Fired with his mission, Grinspoon embarked on a three-year investigation of cannabis, emerging with a changed perspective. "I came to understand that I had been brainwashed like the rest of the country," said Grinspoon, who is now on the staff of the Harvard Medical School.

Grinspoon wrote a widely discussed book in 1971 about the conversion of his thinking and in May his latest book, "Marihuana, The Forbidden Medicine," was released by Yale University Press.

[stuff about his speech and a free, public conference in Denver this weekend deleted]

Although the (colorado) state law allows cannabis to be used for medical reasons, federal law prohibits its sale in any form but a derivative capsule. It is prescribed to reduce the nausea of cancer paitents undergoing chemotherapy, to reduce the nausea of AIDS patients and to relieve the symptoms of glaucoma.

Although there is little medical use of marijuana in Colorado, that is because other, more effective drugs are available and not because regualtions make the drug unavailable, said Donn Fox, spokesman for the Drug Enforcement Administration office in Denver.
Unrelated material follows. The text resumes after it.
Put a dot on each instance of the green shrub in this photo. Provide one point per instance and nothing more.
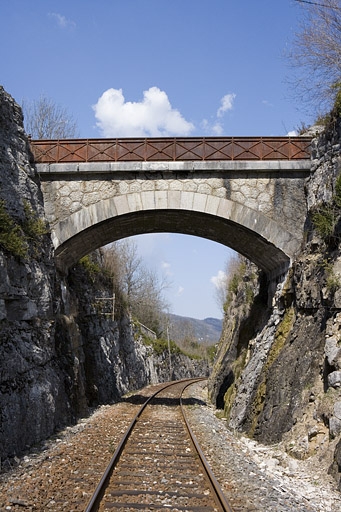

The DEA has completed a three-year study on whether to loosen restrictions on cannabis, Fox said, and found no support from any "bona fide" medical association in the U.S.

"The argument could be made that groups such as NORML are using the medicinial marijuana issue in an attempt to legitimize marijuana in our society," Fox said.

Grinspoon responds that cannabis should be legitimized, but that takes nothing from its medical value. If the pill derivative is less effective than other drugs, he said, that is because it works better as a cigarette than a pill.

Now, he said, he is convinced the only rational approach is to treat marijuana like alcohol.

"If I had to make a choice, I would far rather have someone use marijuana than alcohol," Grinspoon said. "It's less toxic physically and its behaviorial toxicity is vastly different--people don't get aggressive and abusive when they use marijuana.

"There is no such thing as a harmless drug," Grinspoon said, "but marijuana is far less harmful than either alcohol or tobacco. I believed rather naively that once people understood that, it would be legalized within 10 years. Marijuana doesn't make its users behave irrationally, but it certrainly makes non-users behavior irrationally." [great line!]

Grinspoon said he does not believe marijuana is addictive, although it is more harmful to the lungs than tobacco smoke. Studies of users, however, have shown that unlike cigarette smokers, they only smoke until high and then stop, he said.

Attitudes are changing, Grinspoon said. Massachusetts last year became the 35th state to legalize the medical use of marijuana. Oregon reduced penalties for marijuana use to a fine in 1973. In the Netherlands, marijuana is easily available and seldom penalized, Grinspoon said.

He believes the U.S. government will eventually decriminalize the plant.